For any polygon $P$, let $|P|$ be its number of sides. Given any convex polygon $Q$ and any $0 < c < c_n$, approximate $Q$ by a convex body $B$ with smooth boundary whose area is at least $\frac{c}{c_n}\verb/Area/(Q)$. By $(*1)$, there is a $n$-gon $P \subset B \subset Q$ with $\verb/Area/(P) \ge c_n\verb/Area/(B) \ge c\verb/Area/(Q)$. Since the set of polygon $P \subset Q$ with $|P| \le n$ is compact under the topology induced from $\mathbb{R}^2$ and $\verb/Area/(\cdot)$ is continuous with respect to this topology, there is a polygon $P_{*} \subset Q$ with $|P_{*}| \le n$ and $\verb/Area/(P_*) \ge c_n \verb/Area/(Q)$. If $|P_{*}| < n$, we can turn $P_*$ to a $n$-gon by adding some extra vertices along its edges.

Fix $n$ to $3$, this means there is a triangle inside $Q$ whose area at least $c_3 = \frac{3\sqrt{3}}{4\pi}$ of that of $Q$.

Notes

  • $\color{blue}{[1]}$ - For a proof of $(*1)$ when $n = 3$, see this answer by Christian Blatter.

  • $\color{blue}{[2]}$ - Christian Blatter's answer uses Steiner symmetrization. For more detail, please refer to
    Wilhelm Blaschke, Über affine Geometrie III: Eine Minimumeigenschaft der Ellipse. Leipziger Berichte 69 (1917), pages 3–12.

  • $\color{blue}{[3]}$ - E. Sas, Über eine Extremaleigenschaft der Ellipsen, Compositio Math. 6 (1939), 468–470.

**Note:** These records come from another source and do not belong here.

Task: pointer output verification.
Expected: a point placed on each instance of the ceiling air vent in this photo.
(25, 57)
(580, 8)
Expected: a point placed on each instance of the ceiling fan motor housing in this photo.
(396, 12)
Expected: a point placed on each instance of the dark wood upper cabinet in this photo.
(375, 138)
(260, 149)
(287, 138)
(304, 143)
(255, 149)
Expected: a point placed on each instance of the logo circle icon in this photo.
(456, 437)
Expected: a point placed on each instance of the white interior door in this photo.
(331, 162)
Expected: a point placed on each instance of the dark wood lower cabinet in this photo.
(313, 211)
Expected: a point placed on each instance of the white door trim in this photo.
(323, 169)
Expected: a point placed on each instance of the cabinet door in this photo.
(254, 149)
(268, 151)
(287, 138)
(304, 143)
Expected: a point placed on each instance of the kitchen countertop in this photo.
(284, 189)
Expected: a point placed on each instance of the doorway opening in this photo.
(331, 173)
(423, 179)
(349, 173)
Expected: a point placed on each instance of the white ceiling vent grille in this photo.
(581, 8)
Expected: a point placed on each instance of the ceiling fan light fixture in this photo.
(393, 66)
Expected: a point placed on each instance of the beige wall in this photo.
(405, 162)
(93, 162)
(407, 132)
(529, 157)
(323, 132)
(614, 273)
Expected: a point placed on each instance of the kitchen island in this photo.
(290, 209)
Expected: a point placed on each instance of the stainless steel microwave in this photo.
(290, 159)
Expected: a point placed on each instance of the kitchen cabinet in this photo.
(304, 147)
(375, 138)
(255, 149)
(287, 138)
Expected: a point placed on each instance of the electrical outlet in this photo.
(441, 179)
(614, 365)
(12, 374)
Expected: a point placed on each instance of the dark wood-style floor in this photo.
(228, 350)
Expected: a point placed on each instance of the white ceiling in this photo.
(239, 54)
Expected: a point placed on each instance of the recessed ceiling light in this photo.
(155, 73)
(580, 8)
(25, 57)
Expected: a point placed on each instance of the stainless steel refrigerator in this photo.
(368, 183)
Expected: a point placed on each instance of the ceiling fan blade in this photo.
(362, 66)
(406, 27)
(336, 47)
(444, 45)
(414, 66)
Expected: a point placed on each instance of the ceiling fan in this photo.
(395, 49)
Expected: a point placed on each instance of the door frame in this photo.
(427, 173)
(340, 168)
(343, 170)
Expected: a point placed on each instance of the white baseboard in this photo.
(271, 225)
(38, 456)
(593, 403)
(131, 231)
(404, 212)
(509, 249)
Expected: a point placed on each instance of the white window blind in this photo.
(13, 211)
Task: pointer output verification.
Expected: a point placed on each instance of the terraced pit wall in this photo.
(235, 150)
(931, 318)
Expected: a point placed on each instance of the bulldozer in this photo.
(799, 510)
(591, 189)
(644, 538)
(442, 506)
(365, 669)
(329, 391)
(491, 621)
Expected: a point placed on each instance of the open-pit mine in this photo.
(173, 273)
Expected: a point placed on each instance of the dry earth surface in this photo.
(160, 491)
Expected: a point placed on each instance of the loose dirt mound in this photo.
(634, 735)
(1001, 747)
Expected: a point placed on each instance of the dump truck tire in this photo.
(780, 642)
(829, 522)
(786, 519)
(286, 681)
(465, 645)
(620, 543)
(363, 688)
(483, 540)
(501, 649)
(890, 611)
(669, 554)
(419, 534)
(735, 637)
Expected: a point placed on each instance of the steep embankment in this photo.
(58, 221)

The statement is true using any $c < \frac{3\sqrt{3}}{4\pi} \approx 0.413$, which is more than $ \frac38$. But I have tried and failed to find an easy proof.

EDITED A DAY LATER

If you impose a restriction on the number $s$ of sides in the convex polygon, the $c$ for that set of polygons becomes greater. For $s=3$, $c=1$ of course. For $s=4$ it is easy to show that $c=\frac12$: $c$ is at least $\frac12$, as demonstrated by a line connecting two non-adjacent vertices (one of the triangles thus formed must have at least half the area); and $c$ is at least $\frac12$, as demonstrated by a square.